The commutative law allows change in position of AND or OR variables. There are two commutative laws.
(i) A + B = B + A
Thus, the order in which the variables are ORed is immaterial.
(ii) A ⋅ B = B ⋅ A
Thus, the order in which the variables are ANDed is immaterial.
This law can be extended to any number of variables.
Associative Laws
The associative law allows grouping of variables. There are two associative laws
(i) (A + B) + C = A + (B + C)
Thus, the way the variables are grouped and ORed is immaterial.
(ii) (A ⋅ B) ⋅ C = A ⋅ (B ⋅ C)
Thus, the way the variables are grouped and ANDed is immaterial.
This law can be extended to any number of variables.
Distributive Laws
The distributive law allows factoring or multiplying out of expressions.

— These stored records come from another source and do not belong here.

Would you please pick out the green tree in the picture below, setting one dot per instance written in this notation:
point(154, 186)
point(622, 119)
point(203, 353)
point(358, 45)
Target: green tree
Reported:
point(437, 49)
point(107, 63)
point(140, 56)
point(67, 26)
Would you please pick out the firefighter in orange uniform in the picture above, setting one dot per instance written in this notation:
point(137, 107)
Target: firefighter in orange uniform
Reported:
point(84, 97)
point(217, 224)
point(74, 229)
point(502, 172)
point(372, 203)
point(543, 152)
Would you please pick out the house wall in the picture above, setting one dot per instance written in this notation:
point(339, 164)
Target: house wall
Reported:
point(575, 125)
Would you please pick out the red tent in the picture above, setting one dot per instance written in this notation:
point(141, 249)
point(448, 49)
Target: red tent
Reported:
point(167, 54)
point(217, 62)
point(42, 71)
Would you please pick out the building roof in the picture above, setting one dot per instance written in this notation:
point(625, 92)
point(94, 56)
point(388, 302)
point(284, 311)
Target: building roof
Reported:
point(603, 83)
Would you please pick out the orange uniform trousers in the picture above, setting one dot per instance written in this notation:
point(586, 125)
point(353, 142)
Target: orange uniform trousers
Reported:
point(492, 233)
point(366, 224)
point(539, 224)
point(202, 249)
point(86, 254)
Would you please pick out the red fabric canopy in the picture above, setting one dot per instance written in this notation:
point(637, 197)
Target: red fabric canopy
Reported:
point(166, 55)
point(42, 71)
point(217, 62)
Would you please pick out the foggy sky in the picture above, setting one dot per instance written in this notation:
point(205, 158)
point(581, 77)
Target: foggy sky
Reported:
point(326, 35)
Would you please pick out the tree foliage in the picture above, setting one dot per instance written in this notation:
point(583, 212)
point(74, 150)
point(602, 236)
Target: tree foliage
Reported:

There are two distributive
laws.
(i) A(B + C) = AB + AC
(ii) A + BC = (A + B) (A + C)
This law is applicable for single variable as well as a combination of variables.
Idempotent Laws
Idempotent means the same value. There are two Idempotent laws
(i) A ⋅ A = A
i.e., ANDing of a variable with itself is equal to that variable only.
(ii) A + A = A
i.e., ORing of a variable with itself is equal to that variable only.
Absorption Laws
There are two absorption laws
(i) A + AB = A(1 + B) = A (ii)A (A + B) = A
Involutory Law
This law states that, for any variable ‘A’
A = (A′)′ = A